Montfoucault was remote, set well back from a lane linking the local villages in an area of gently undulating landscape with woods and hedgerows and centred on a large farmhouse with a walled garden. Pissarro worked hard in and around the farm and on 11 December 1874, he reported back to Duret: "'I'm not working badly here, and I've set myself figures and animals. I've several genre paintings, (but) I'm starting timidly on that branch of art, so distinguished by artists of the first rank.' Duret replied with encouragement three days later: "Are you painting two and four legged beasts? Pure landscape is invaded from so many sides, but here is a gap to fill and continue in the line of Paul Potter, Cuyp, Troyon, (and) Millet, while of course being modern and different.'" (op.cit., p. 41)

From the following autumn to 1876, Pissarro began to draw more, as figures such as those in the present picture became a more important element in his rural compositions. The result of his sojourns at Montfoucault can be appreciated in the scenes of harvest in the fields.

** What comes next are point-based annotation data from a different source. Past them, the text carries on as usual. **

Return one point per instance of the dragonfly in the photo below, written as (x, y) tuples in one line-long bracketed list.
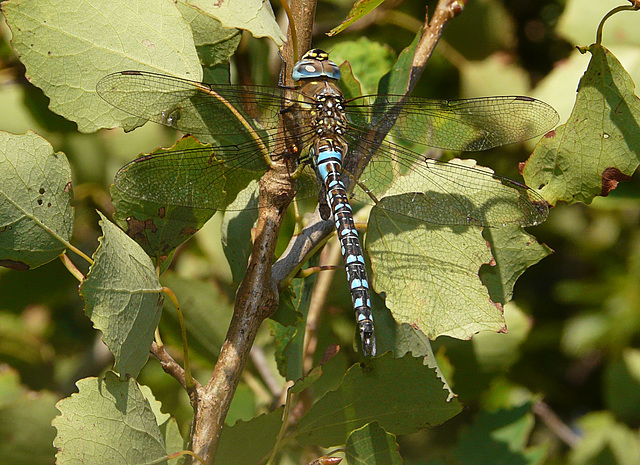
[(350, 148)]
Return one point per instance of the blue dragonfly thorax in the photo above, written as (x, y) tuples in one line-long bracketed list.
[(347, 145)]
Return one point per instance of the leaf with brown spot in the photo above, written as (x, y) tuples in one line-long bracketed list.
[(610, 179)]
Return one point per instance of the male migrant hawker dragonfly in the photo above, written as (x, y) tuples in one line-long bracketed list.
[(345, 142)]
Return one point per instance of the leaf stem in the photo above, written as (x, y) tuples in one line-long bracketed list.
[(292, 29), (78, 252), (175, 455), (634, 7), (185, 347), (280, 441)]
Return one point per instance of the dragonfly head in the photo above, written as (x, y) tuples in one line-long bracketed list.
[(315, 64)]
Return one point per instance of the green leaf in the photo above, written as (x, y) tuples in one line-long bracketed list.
[(289, 323), (254, 16), (622, 385), (207, 314), (479, 78), (238, 221), (107, 421), (36, 218), (378, 392), (246, 442), (514, 251), (168, 425), (396, 80), (605, 441), (84, 41), (159, 212), (372, 445), (580, 19), (368, 61), (123, 298), (214, 42), (500, 437), (173, 440), (497, 352), (359, 10), (599, 145), (25, 423), (428, 272)]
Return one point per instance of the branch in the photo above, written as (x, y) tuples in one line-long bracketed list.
[(304, 244), (171, 367), (258, 295)]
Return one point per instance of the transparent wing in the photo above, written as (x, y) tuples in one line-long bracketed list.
[(466, 125), (232, 114), (439, 193), (203, 177)]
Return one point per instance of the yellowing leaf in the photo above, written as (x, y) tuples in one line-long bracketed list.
[(123, 298), (600, 143)]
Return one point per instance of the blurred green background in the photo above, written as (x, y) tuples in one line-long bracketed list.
[(575, 319)]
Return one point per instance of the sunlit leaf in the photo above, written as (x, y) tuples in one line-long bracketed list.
[(500, 437), (359, 9), (207, 313), (429, 272), (378, 392), (254, 16), (107, 421), (123, 298), (261, 432), (36, 218), (514, 251), (25, 423), (157, 210), (600, 144), (604, 440), (84, 41), (214, 42), (372, 445)]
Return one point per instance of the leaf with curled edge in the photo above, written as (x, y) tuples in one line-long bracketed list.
[(599, 145), (123, 298)]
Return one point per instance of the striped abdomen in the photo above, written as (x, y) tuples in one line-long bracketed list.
[(327, 154)]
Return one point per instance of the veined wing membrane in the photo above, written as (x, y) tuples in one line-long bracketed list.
[(221, 113), (453, 193), (202, 177), (466, 125)]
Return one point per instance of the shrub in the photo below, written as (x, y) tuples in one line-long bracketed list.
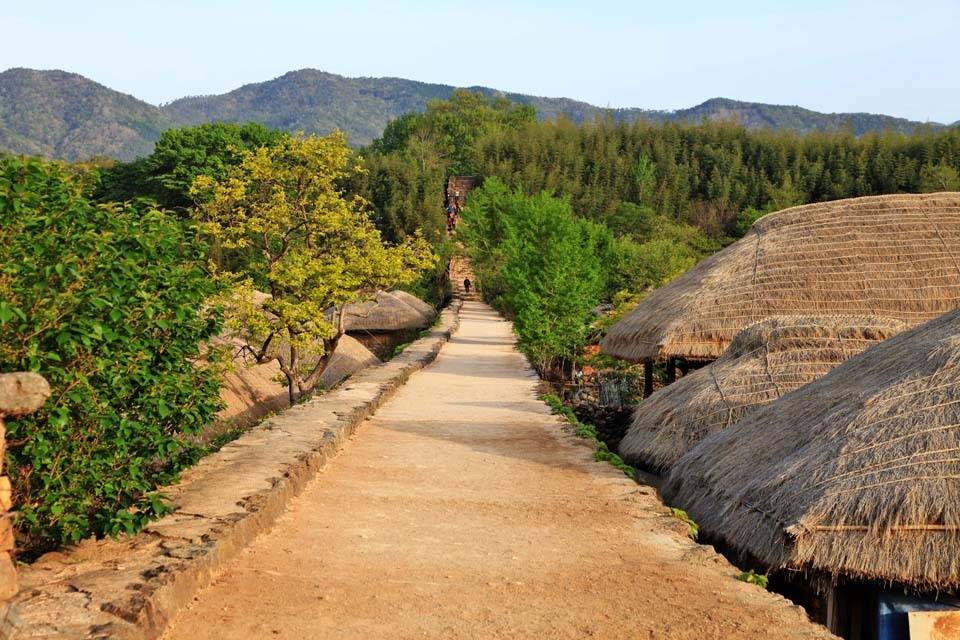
[(754, 578), (693, 529), (106, 303)]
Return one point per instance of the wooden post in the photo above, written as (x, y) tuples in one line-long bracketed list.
[(671, 370)]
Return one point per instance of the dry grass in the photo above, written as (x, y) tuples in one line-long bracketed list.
[(894, 256), (764, 362), (349, 357), (855, 474), (386, 312), (423, 308)]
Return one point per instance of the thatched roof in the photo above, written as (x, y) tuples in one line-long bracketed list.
[(765, 361), (423, 308), (385, 312), (893, 256), (349, 357), (855, 474)]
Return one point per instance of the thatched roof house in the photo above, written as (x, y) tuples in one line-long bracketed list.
[(856, 474), (349, 357), (423, 308), (386, 312), (893, 256), (765, 361)]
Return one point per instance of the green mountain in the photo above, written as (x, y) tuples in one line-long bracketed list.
[(64, 115)]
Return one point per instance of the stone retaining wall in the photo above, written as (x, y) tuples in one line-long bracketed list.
[(133, 586), (20, 394)]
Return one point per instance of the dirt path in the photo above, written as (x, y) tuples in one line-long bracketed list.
[(462, 510)]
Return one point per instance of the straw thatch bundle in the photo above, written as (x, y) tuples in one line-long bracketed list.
[(894, 256), (386, 312), (855, 474), (423, 308), (764, 361), (349, 357)]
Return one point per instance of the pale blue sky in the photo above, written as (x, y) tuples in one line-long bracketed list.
[(886, 57)]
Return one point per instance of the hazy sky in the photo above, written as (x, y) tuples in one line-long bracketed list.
[(886, 57)]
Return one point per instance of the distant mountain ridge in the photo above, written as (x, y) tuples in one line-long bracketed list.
[(65, 115)]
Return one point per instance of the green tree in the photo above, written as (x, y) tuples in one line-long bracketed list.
[(941, 177), (319, 251), (107, 303), (549, 266), (179, 157)]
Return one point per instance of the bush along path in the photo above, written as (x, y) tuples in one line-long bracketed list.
[(464, 509)]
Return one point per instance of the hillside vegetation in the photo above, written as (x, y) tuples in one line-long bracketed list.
[(66, 116)]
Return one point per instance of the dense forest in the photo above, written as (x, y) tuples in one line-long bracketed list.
[(67, 116), (661, 196), (150, 257)]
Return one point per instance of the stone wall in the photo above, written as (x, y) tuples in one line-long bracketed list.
[(20, 394)]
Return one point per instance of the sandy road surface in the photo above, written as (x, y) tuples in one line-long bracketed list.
[(463, 510)]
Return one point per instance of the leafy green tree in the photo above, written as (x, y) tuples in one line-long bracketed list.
[(549, 267), (107, 303), (941, 177), (319, 251), (179, 157)]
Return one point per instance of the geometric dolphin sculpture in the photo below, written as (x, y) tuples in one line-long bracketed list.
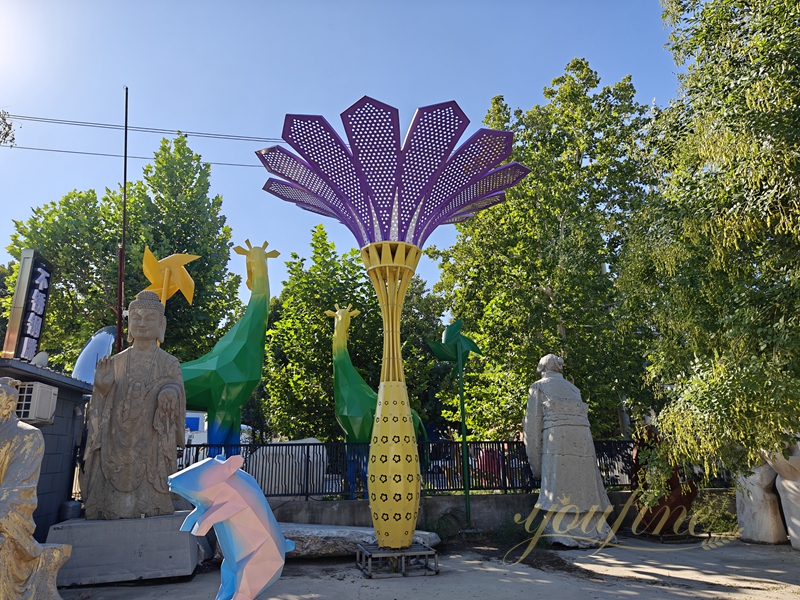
[(232, 502)]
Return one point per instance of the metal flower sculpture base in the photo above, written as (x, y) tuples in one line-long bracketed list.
[(394, 477), (391, 196)]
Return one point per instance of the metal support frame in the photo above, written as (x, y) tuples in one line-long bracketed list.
[(404, 562)]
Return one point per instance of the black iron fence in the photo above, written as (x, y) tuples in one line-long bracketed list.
[(303, 469)]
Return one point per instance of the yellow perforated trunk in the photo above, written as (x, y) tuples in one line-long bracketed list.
[(394, 477)]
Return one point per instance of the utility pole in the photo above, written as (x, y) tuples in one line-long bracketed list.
[(121, 253)]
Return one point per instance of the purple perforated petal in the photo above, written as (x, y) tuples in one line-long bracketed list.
[(470, 210), (373, 130), (474, 159), (304, 199), (433, 134), (316, 141), (382, 191), (494, 181)]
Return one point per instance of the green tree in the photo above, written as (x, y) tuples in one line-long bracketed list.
[(6, 129), (171, 212), (298, 380), (537, 273), (712, 261)]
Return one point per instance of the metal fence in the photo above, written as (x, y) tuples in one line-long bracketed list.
[(302, 469)]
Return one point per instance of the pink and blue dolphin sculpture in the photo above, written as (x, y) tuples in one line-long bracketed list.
[(232, 502)]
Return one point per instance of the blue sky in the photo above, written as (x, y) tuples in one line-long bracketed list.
[(238, 67)]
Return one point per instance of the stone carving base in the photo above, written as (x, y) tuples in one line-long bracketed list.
[(125, 549)]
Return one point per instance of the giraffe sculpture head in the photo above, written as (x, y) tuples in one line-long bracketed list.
[(342, 323), (256, 264)]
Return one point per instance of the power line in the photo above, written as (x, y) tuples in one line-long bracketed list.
[(216, 136), (205, 162)]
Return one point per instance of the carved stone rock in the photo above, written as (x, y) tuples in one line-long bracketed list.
[(27, 569), (136, 422), (757, 508), (759, 512), (561, 453)]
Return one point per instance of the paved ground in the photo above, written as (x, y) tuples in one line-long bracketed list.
[(640, 570)]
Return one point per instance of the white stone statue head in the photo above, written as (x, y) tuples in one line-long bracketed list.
[(146, 320), (551, 362), (8, 397)]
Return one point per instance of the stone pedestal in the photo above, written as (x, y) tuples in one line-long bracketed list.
[(125, 549)]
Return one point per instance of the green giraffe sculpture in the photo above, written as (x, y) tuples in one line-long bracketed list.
[(221, 381), (354, 400)]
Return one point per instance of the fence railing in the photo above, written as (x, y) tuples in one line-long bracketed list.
[(303, 469)]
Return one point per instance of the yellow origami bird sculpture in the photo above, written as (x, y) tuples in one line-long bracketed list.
[(168, 275)]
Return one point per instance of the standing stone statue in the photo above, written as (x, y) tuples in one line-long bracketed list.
[(136, 422), (27, 568), (561, 453)]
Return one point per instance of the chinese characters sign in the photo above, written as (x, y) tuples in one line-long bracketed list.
[(28, 306)]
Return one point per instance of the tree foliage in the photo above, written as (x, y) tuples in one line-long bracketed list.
[(171, 212), (537, 274), (298, 381), (712, 265)]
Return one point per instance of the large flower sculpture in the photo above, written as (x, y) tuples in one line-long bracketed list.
[(392, 197)]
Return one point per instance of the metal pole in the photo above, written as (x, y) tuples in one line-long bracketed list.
[(464, 455), (121, 255)]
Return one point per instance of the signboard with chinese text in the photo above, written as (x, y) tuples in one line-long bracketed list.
[(28, 307)]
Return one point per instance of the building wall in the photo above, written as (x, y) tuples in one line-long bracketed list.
[(60, 439), (58, 467)]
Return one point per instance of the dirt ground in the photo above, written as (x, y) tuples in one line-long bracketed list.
[(637, 569)]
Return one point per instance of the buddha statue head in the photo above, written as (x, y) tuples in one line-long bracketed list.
[(146, 320)]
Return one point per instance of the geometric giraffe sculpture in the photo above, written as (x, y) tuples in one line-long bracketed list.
[(391, 196), (355, 401), (221, 381)]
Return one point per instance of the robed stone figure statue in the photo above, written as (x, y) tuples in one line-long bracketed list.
[(135, 422)]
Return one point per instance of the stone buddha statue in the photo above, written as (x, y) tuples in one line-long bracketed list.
[(136, 422), (561, 453)]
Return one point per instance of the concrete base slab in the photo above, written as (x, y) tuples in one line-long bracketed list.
[(125, 549), (334, 540)]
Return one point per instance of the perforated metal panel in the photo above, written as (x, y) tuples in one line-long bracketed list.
[(380, 190), (373, 130)]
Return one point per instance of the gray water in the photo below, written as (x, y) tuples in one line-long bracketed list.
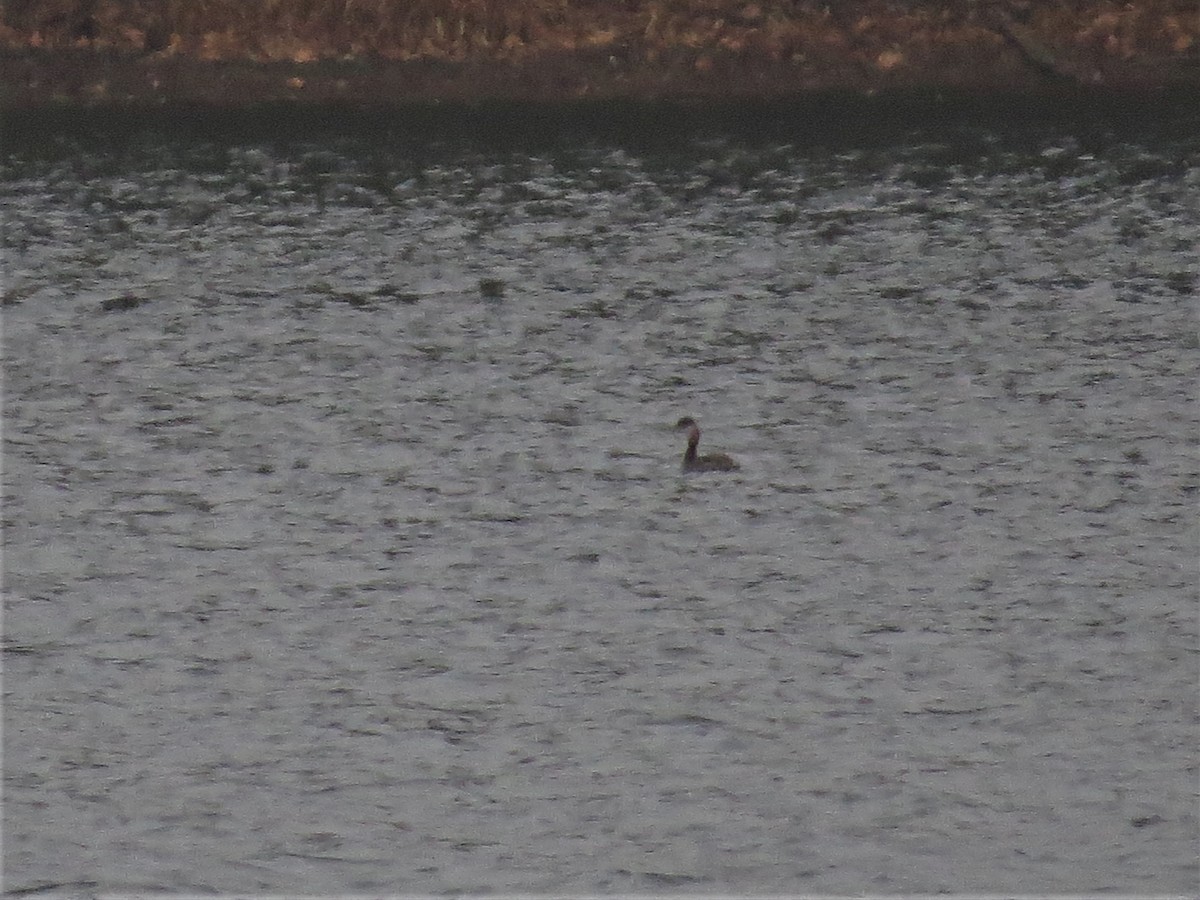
[(347, 549)]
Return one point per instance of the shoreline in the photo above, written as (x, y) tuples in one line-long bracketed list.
[(688, 52)]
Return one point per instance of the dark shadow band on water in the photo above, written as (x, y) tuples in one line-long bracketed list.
[(831, 119)]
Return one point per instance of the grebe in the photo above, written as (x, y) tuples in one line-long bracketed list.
[(709, 462)]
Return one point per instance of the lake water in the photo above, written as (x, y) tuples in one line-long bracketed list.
[(347, 547)]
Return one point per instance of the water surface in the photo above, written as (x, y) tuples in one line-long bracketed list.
[(346, 547)]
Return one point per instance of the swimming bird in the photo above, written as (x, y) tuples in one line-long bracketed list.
[(709, 462)]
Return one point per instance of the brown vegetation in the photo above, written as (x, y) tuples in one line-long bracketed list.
[(628, 46)]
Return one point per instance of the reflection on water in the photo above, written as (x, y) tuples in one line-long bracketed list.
[(347, 545)]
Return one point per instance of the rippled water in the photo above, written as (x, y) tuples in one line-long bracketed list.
[(347, 550)]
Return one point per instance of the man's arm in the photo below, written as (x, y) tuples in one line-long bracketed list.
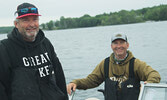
[(147, 73)]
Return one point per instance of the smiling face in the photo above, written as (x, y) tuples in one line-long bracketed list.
[(28, 27), (119, 48)]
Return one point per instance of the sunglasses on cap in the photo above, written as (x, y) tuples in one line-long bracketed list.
[(27, 11)]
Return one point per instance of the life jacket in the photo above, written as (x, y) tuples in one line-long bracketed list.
[(129, 89), (26, 84)]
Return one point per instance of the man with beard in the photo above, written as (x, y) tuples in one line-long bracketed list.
[(29, 67), (122, 73)]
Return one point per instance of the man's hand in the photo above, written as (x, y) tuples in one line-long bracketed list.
[(71, 86)]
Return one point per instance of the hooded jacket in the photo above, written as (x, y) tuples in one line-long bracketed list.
[(30, 70), (142, 71)]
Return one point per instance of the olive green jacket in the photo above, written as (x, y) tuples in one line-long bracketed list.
[(143, 72)]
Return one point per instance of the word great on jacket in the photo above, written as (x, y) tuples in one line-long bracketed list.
[(36, 61)]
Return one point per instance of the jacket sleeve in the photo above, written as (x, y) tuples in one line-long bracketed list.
[(59, 74), (92, 80), (4, 73), (146, 72)]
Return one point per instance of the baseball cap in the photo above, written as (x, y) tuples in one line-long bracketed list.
[(119, 36), (26, 9)]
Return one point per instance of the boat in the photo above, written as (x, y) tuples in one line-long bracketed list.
[(149, 91), (153, 91)]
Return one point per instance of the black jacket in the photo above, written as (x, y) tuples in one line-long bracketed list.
[(30, 70)]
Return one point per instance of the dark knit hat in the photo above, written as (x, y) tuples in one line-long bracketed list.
[(26, 9)]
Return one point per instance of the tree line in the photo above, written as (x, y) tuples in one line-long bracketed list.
[(156, 13)]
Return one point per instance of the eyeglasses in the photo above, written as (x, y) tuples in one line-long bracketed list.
[(26, 11), (118, 43)]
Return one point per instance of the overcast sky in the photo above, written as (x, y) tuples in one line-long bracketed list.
[(54, 9)]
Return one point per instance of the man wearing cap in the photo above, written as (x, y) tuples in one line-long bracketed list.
[(29, 67), (121, 72)]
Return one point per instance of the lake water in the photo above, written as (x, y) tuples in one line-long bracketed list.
[(80, 50)]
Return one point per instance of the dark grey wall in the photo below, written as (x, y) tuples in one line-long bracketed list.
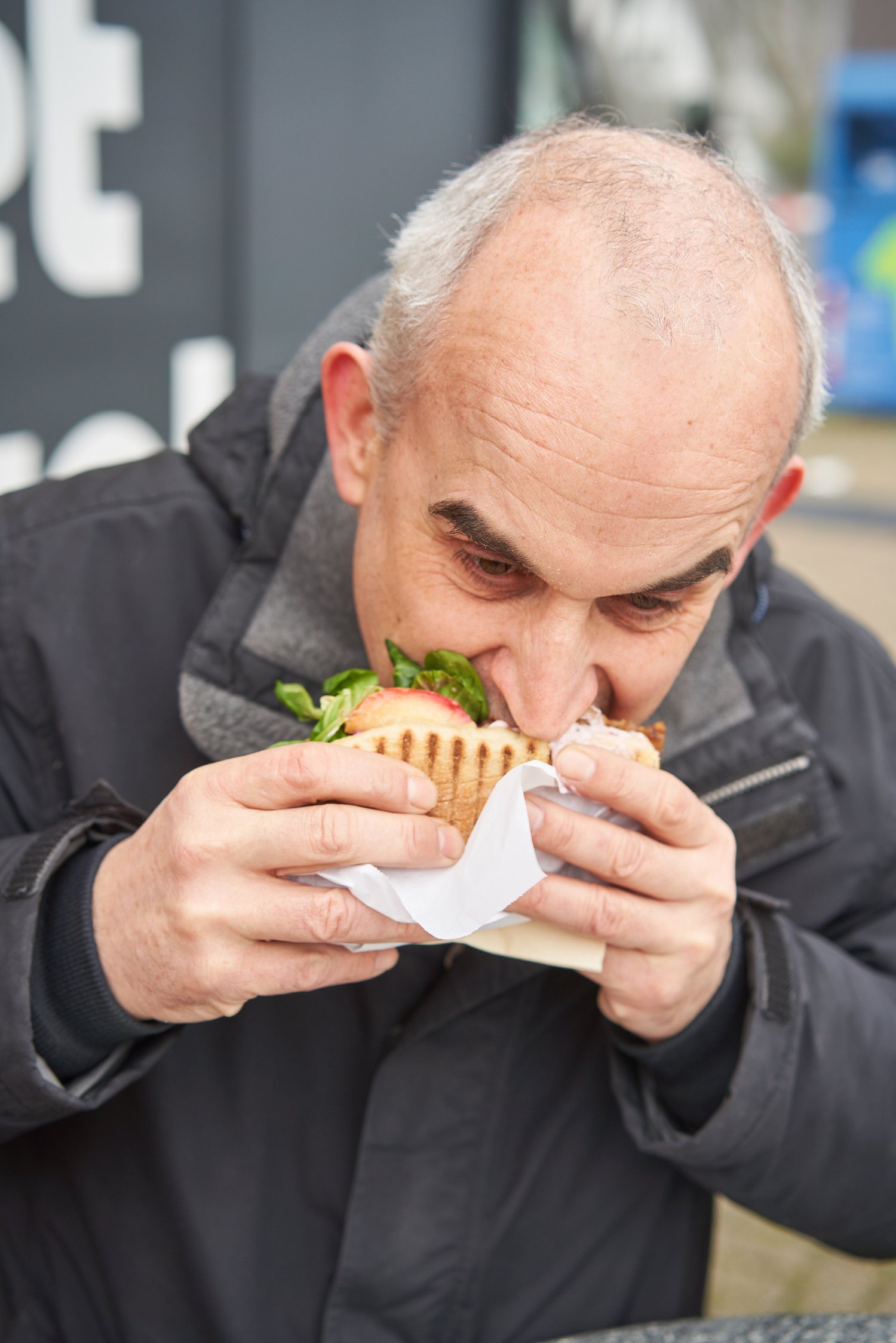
[(346, 113), (277, 139), (873, 24)]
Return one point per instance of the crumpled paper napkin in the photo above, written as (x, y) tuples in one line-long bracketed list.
[(467, 902)]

Pissarro's work at Montfoucault is characterised by "his increasing use of preparatory drawings and oil sketches which suggests a retreat to more conventional practices, yet this active reversion to the palette knife and a varied range of textures infers a challenging ambition to find a handling appropriate to subjects from 'the true countryside'...His very conscious rehearsal, at Duret's urging, of kinds of the composition which recall Troyon or Millet suggests he was applying his 'modern' touch and colour to stereotypical rural motifs the better to face the market in difficult times." (Thomson, op. cit., p. 45)

Christopher Lloyd states further, "The seasons spent painting at Montfoucault had two results. Firstly, he had an opportunity to study rural life at first hand. This was to be significant in the long term when Pissarro moved from Pontoise further into the country to Eragny-sur-Epte and began for the second time to paint rural subjects. Secondly, the range of colour within the pictures undertaken at Montfoucault increases considerably and, together with the technical advances made in the company of Cézanne, allowed Pissarro to achieve those outstanding landscapes that bring the 1870s to a glorious close." (Camille Pissarro, London, 1981, p. 79)

This recently rediscovered picture was included in Pissarro & Venturi's 1938 catalogue as no. 366 but with no reproduction printed. Joachim Pissarro has kindly confirmed the authenticity of the picture.